Step 4: Apply Pascal's Identity repeatedly. What we are doing: We are using the identity ${}^nC_r + {}^nC_{r-1} = {}^{n+1}C_r$ to simplify the expression. $({}^{45}C_4 + {}^{45}C_3) + {}^{46}C_3 + {}^{47}C_3 + {}^{48}C_3 + {}^{49}C_3 + {}^{50}C_3 + {}^{51}C_3 - {}^{45}C_4 = {}^{46}C_4 + {}^{46}C_3 + {}^{47}C_3 + {}^{48}C_3 + {}^{49}C_3 + {}^{50}C_3 + {}^{51}C_3 - {}^{45}C_4$ $= {}^{47}C_4 + {}^{47}C_3 + {}^{48}C_3 + {}^{49}C_3 + {}^{50}C_3 + {}^{51}C_3 - {}^{45}C_4$ $= {}^{48}C_4 + {}^{48}C_3 + {}^{49}C_3 + {}^{50}C_3 + {}^{51}C_3 - {}^{45}C_4$ $= {}^{49}C_4 + {}^{49}C_3 + {}^{50}C_3 + {}^{51}C_3 - {}^{45}C_4$ $= {}^{50}C_4 + {}^{50}C_3 + {}^{51}C_3 - {}^{45}C_4$ $= {}^{51}C_4 + {}^{51}C_3 - {}^{45}C_4$ $= {}^{52}C_4 - {}^{45}C_4$ Reasoning: We repeatedly apply Pascal's Identity, combining adjacent terms until we arrive at a simplified expression.

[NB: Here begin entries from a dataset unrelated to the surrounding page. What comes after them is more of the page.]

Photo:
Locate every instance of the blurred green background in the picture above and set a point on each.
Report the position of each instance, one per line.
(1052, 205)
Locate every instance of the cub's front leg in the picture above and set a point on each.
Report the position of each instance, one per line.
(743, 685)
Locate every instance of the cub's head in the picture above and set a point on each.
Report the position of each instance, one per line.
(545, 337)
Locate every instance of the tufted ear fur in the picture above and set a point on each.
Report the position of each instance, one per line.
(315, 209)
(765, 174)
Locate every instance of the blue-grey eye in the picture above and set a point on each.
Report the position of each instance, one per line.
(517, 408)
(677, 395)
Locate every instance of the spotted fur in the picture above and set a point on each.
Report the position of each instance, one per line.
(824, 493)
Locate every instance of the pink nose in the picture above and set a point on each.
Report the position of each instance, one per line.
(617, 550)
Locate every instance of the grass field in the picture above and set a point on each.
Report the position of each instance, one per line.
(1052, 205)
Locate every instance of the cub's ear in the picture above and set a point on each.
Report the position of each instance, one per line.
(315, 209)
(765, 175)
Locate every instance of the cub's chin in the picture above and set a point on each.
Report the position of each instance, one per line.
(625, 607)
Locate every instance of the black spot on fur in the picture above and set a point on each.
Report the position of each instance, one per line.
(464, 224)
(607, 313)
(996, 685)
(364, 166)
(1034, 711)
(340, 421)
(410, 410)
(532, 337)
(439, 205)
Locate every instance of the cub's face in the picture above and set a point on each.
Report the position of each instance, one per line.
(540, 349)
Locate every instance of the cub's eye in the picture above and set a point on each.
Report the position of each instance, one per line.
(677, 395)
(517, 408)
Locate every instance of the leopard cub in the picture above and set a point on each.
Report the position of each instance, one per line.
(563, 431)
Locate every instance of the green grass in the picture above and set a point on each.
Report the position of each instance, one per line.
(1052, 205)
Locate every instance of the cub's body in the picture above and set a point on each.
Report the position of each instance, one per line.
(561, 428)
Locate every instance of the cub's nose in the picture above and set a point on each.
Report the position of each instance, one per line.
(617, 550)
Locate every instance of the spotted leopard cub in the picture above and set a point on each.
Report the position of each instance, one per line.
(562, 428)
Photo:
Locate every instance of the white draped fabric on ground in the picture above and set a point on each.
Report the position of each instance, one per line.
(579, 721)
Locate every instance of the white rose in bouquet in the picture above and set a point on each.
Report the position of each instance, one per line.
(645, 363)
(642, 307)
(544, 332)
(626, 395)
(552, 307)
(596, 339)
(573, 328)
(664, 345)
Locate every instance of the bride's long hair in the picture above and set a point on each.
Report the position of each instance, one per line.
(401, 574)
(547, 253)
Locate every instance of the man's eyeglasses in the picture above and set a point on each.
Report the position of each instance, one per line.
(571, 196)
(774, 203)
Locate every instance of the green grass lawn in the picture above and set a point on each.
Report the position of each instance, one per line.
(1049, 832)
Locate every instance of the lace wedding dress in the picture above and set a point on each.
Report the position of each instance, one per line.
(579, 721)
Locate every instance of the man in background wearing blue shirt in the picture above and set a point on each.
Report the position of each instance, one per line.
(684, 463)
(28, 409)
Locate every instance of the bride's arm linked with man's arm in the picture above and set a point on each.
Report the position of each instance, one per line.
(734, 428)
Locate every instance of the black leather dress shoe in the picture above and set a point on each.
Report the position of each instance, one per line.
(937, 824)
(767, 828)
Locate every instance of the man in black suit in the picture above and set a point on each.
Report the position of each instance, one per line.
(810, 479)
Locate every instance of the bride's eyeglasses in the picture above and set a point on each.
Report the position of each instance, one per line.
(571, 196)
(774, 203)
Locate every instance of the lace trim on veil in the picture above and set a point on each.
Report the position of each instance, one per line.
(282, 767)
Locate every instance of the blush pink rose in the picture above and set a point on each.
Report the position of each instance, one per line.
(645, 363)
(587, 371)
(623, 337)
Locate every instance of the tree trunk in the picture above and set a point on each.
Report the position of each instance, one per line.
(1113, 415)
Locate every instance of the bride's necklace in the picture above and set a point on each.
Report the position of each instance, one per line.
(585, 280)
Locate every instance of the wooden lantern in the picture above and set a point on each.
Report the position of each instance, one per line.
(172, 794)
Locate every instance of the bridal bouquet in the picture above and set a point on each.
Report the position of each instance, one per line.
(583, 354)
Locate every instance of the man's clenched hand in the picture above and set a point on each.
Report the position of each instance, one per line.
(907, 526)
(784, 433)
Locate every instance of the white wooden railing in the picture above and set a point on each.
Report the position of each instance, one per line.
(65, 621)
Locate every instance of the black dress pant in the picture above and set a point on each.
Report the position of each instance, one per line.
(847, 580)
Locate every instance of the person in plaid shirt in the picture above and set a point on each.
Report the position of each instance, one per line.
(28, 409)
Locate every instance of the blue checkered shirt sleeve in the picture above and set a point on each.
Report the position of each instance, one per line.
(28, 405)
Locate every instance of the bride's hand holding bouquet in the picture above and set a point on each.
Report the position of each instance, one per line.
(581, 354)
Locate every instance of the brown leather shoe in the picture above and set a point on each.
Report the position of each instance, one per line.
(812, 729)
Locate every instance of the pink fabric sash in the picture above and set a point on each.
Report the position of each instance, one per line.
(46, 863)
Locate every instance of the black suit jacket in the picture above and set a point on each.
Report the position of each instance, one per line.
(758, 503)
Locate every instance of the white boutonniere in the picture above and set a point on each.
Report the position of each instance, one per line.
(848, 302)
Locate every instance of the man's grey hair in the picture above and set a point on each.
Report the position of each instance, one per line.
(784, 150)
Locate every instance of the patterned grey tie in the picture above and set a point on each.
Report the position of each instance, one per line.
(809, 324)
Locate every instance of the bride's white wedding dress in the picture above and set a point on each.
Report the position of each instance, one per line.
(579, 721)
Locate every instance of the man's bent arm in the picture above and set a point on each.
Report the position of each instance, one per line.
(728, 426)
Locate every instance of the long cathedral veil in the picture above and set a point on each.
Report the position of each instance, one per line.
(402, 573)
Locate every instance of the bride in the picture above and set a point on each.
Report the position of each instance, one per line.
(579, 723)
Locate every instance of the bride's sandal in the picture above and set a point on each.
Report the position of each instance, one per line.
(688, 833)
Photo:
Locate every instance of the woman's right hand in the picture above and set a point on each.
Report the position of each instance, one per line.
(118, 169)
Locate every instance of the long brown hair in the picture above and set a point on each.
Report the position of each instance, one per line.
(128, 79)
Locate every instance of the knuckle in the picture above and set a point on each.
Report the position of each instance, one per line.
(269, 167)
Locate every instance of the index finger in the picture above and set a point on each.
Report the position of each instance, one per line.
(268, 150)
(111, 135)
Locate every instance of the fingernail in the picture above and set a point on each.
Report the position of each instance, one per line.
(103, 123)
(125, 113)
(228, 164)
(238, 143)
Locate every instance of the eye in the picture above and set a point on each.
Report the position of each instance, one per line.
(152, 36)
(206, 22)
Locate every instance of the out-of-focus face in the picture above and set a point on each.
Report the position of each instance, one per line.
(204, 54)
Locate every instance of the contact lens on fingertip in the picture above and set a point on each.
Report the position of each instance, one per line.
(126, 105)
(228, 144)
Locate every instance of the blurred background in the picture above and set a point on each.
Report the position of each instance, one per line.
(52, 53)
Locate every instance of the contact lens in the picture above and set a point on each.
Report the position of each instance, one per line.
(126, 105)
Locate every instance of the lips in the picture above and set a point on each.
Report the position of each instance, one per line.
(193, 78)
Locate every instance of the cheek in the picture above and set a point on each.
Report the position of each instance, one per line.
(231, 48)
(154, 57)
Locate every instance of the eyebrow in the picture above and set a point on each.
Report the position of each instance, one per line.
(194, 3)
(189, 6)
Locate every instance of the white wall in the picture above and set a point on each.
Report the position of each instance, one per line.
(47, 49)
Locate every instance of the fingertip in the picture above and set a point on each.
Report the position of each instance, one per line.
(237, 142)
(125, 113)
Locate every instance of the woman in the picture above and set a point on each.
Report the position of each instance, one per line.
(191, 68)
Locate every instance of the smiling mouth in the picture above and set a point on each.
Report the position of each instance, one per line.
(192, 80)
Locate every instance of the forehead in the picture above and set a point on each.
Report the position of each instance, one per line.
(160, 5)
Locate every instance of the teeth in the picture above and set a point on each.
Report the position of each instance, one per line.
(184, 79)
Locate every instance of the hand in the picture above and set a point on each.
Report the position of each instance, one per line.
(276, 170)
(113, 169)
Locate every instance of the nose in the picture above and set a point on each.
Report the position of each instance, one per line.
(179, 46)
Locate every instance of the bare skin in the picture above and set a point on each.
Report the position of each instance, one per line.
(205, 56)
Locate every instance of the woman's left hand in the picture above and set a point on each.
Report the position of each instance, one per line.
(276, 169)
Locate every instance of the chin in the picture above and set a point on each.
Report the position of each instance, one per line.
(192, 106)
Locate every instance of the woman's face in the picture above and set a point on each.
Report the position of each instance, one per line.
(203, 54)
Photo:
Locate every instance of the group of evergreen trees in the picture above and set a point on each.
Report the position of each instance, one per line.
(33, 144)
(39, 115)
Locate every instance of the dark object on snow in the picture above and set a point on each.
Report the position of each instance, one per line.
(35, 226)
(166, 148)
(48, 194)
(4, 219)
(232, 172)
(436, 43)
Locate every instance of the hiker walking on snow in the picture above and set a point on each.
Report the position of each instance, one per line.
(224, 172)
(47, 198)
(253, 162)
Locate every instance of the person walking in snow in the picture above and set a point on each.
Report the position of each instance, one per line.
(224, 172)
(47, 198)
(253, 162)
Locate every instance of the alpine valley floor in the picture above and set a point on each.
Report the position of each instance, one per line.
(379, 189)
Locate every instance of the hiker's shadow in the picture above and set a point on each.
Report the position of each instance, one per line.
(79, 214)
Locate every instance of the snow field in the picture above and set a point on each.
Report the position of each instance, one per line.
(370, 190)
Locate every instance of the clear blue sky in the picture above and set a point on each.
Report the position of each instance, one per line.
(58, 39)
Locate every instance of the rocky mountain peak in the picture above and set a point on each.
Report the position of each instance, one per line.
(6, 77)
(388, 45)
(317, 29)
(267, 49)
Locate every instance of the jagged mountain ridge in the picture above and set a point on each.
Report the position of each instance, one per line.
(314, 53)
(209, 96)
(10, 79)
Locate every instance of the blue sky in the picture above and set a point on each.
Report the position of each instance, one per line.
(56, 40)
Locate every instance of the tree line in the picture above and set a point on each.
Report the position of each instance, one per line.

Step 5: Final Result What we are doing: State the final simplified form of the summation. $\sum_{k=0}^6 {}^{51-k}C_3 = {}^{52}C_4 - {}^{45}C_4$ Reasoning: This is the final result after repeated application of Pascal's identity.

Common Mistakes & Tips

• Forgetting Pascal's Identity: Make sure to memorize Pascal's Identity, as it's fundamental to solving many combination problems.
• Not recognizing the Hockey Stick Identity: The Hockey Stick Identity can provide a shortcut but is not strictly needed here.
• Sign Errors: Be very careful with the signs when adding and subtracting terms.

Summary

We were asked to evaluate the summation $\sum_{k=0}^6 {}^{51-k}C_3$. We first expanded the summation and then rearranged the terms. We then added and subtracted ${}^{45}C_4$, which allowed us to repeatedly apply Pascal's Identity. This simplified the expression to ${}^{52}C_4 - {}^{45}C_4$.

Final Answer

The final answer is \boxed{{}^{52}{C_4} - {}^{45}{C_4}}, which corresponds to option (D).